Check out this brilliant piece by Kevin Drum at Mother Jones. Republicans have been complaining about President Obama’s executive announcement on immigration, saying that Obama is behaving like a “tyrant” and that one man should not be in control of the nation’s immigration policy. On the latter part, Drum completely agrees. One man should not control US immigration policy, especially when he’s blocking a vote on something that a supermajority of Americans want passed. That’s why Speaker John Boehner — who has been blocking the House immigration reform bill for more than a year, even though enough votes exist to pass it — should allow a vote. It’s the democratic thing to do.
Read Drum’s full piece at Mother Jones or below:
You know, the more I mull over the Republican complaint about how immigration reform is being implemented, the more I sympathize with them. Public policy, especially on big, hot button issues like immigration, shouldn’t be made by one person. One person doesn’t represent the will of the people, no matter what position he holds. Congress does, and the will of Congress should be paramount in policymaking.
Now don’t get me wrong. I haven’t changed my mind about the legality of all this. The Constitution is clear that each house of Congress makes its own rules. The rules of the House of Representatives are clear and well-established. And past speakers of the House have all used their legislative authority to prevent votes on bills they don’t wish to consider. Both the law and past precedent are clear: John Boehner is well within his legal rights to refuse to allow the House to vote on the immigration bill passed by the Senate in 2013.
Still, his expansion of that authority makes me uneasy.
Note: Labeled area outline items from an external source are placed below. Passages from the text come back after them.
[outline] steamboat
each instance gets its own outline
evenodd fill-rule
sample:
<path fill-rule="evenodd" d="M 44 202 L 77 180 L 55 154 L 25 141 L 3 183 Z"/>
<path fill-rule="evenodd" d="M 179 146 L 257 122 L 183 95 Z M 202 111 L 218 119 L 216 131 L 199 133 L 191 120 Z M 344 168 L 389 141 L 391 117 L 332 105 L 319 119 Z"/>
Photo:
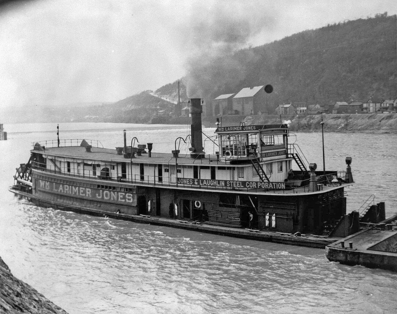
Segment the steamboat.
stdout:
<path fill-rule="evenodd" d="M 214 139 L 204 135 L 214 149 L 207 153 L 202 100 L 189 103 L 191 134 L 169 153 L 136 137 L 127 146 L 125 130 L 115 149 L 87 140 L 38 142 L 10 191 L 54 209 L 313 247 L 358 230 L 358 213 L 346 214 L 351 158 L 345 171 L 318 171 L 289 142 L 288 124 L 218 121 Z M 180 153 L 181 142 L 189 153 Z"/>

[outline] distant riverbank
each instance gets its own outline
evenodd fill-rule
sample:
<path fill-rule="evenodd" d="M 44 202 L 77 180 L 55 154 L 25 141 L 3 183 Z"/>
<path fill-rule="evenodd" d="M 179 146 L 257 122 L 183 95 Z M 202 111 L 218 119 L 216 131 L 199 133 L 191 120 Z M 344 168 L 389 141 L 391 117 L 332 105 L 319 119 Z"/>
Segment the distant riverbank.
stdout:
<path fill-rule="evenodd" d="M 218 117 L 220 118 L 221 117 Z M 206 126 L 215 127 L 214 117 L 203 117 L 203 124 Z M 241 116 L 224 116 L 222 117 L 224 125 L 278 124 L 290 121 L 291 131 L 309 132 L 321 130 L 321 115 L 282 115 Z M 323 115 L 324 131 L 345 133 L 397 133 L 397 113 L 341 114 Z"/>

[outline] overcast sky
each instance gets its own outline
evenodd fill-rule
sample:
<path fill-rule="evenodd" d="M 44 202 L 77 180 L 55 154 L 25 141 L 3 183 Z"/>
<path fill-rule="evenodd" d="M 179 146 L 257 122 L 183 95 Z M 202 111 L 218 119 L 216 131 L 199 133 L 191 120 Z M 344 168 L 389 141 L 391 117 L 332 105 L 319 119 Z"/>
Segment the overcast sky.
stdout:
<path fill-rule="evenodd" d="M 0 6 L 0 106 L 114 101 L 203 54 L 387 11 L 384 1 L 14 1 Z"/>

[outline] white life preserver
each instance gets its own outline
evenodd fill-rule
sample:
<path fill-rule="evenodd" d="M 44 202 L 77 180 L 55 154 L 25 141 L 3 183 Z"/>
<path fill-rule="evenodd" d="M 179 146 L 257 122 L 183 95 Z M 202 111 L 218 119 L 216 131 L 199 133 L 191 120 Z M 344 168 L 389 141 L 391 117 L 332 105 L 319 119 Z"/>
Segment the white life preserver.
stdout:
<path fill-rule="evenodd" d="M 231 158 L 231 152 L 230 151 L 226 151 L 225 152 L 225 158 L 226 159 L 230 159 Z"/>

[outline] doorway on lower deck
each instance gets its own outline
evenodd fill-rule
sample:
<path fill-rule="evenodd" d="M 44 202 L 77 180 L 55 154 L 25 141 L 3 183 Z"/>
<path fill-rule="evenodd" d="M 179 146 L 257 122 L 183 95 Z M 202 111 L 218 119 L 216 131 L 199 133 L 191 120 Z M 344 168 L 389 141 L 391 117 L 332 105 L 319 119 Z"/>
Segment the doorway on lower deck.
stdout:
<path fill-rule="evenodd" d="M 182 207 L 183 208 L 183 218 L 187 219 L 190 219 L 190 199 L 182 200 Z"/>
<path fill-rule="evenodd" d="M 141 195 L 138 197 L 138 214 L 147 214 L 146 209 L 146 197 L 144 195 Z"/>
<path fill-rule="evenodd" d="M 156 190 L 156 215 L 161 215 L 161 203 L 160 203 L 160 190 L 157 189 Z"/>

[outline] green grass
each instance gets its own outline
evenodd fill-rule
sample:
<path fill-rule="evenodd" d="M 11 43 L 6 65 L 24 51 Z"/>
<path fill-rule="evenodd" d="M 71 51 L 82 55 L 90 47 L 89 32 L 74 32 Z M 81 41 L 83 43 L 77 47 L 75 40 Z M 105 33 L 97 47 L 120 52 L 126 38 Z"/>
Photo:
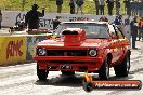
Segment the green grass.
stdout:
<path fill-rule="evenodd" d="M 25 11 L 28 11 L 31 9 L 31 4 L 35 0 L 25 0 Z M 56 13 L 56 4 L 55 0 L 36 0 L 37 4 L 39 5 L 39 10 L 42 8 L 46 8 L 46 11 L 49 13 Z M 10 10 L 10 11 L 21 11 L 22 10 L 22 0 L 0 0 L 0 9 L 1 10 Z M 62 13 L 69 13 L 69 5 L 68 0 L 64 0 L 63 6 L 62 6 Z M 121 8 L 120 8 L 121 14 L 125 14 L 123 11 L 123 0 L 121 0 Z M 83 4 L 83 13 L 84 14 L 95 14 L 95 6 L 93 1 L 84 0 Z M 115 13 L 115 8 L 114 8 Z M 107 14 L 107 6 L 105 3 L 105 14 Z"/>

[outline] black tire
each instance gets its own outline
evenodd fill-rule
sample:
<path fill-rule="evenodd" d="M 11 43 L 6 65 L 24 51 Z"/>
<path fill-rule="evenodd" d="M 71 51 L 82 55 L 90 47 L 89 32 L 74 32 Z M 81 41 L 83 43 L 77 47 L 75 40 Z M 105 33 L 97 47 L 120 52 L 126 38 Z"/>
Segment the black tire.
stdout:
<path fill-rule="evenodd" d="M 84 84 L 83 84 L 83 90 L 86 91 L 86 92 L 91 92 L 92 90 L 93 90 L 93 84 L 91 83 L 91 82 L 86 82 Z"/>
<path fill-rule="evenodd" d="M 44 69 L 39 69 L 38 65 L 37 65 L 37 76 L 40 81 L 47 80 L 48 73 L 49 73 L 49 71 L 47 71 Z"/>
<path fill-rule="evenodd" d="M 116 77 L 128 77 L 130 70 L 130 55 L 127 53 L 123 60 L 114 67 Z"/>
<path fill-rule="evenodd" d="M 100 68 L 99 77 L 100 77 L 100 80 L 108 80 L 109 65 L 108 65 L 108 59 L 107 58 L 104 60 L 102 67 Z"/>
<path fill-rule="evenodd" d="M 61 71 L 62 76 L 74 76 L 75 71 Z"/>

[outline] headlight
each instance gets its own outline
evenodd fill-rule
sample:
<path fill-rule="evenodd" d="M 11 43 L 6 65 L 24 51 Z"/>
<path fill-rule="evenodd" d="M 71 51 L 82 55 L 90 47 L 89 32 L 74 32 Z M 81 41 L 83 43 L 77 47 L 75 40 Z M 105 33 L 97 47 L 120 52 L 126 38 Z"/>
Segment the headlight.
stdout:
<path fill-rule="evenodd" d="M 96 56 L 96 54 L 98 54 L 98 53 L 96 53 L 96 50 L 93 50 L 93 49 L 92 49 L 92 50 L 89 51 L 89 55 L 90 55 L 90 56 Z"/>
<path fill-rule="evenodd" d="M 46 54 L 47 54 L 46 49 L 43 48 L 37 49 L 37 55 L 44 56 Z"/>

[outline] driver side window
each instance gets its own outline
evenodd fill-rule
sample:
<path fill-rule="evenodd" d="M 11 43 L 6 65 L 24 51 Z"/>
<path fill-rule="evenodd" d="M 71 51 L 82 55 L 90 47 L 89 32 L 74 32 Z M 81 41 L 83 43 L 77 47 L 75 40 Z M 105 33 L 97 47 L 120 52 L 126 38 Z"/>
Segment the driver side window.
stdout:
<path fill-rule="evenodd" d="M 116 32 L 115 32 L 114 27 L 113 27 L 112 25 L 109 25 L 108 28 L 109 28 L 109 35 L 110 35 L 110 37 L 112 37 L 112 38 L 116 38 L 117 35 L 116 35 Z M 116 39 L 117 39 L 117 38 L 116 38 Z"/>

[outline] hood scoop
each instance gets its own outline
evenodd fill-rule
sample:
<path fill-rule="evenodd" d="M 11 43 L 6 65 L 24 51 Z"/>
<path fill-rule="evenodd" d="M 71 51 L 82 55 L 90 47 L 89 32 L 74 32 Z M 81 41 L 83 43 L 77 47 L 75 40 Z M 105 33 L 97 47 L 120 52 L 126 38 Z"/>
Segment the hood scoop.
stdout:
<path fill-rule="evenodd" d="M 86 31 L 80 28 L 67 28 L 62 32 L 64 35 L 64 45 L 80 45 L 86 39 Z"/>

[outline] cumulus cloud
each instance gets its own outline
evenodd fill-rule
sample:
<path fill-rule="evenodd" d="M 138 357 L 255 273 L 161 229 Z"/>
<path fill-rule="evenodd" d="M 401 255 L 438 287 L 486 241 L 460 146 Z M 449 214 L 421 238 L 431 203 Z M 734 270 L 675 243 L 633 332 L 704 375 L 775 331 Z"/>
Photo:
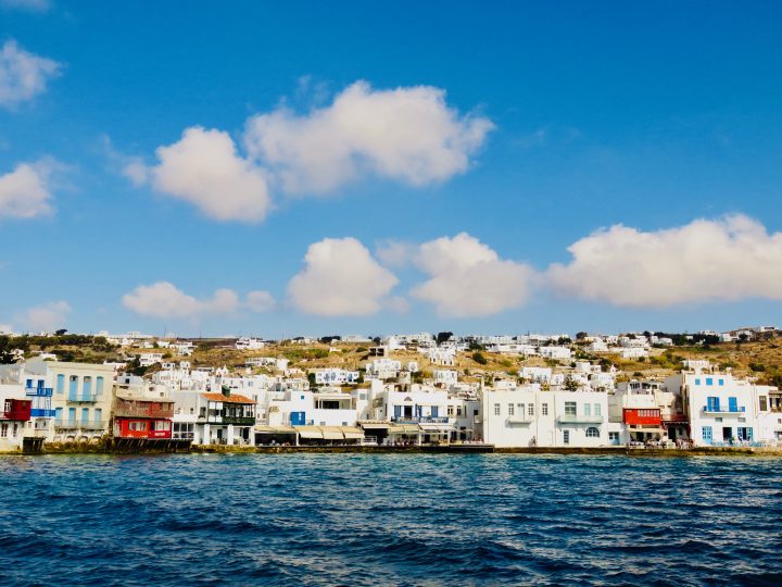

After all, this is a case where poll after poll shows that large majorities of the country favor comprehensive immigration reform. The Senate passed a bipartisan bill over a year ago by a wide margin. And there’s little question that the Senate bill has majority support in the House too. So not only is the will of Congress clear, but the president has also made it clear that he’d sign the bill if Congress passed it. The only thing stopping it is one man.
That should make us all a bit troubled. John Boehner may be acting legally. But is he acting properly?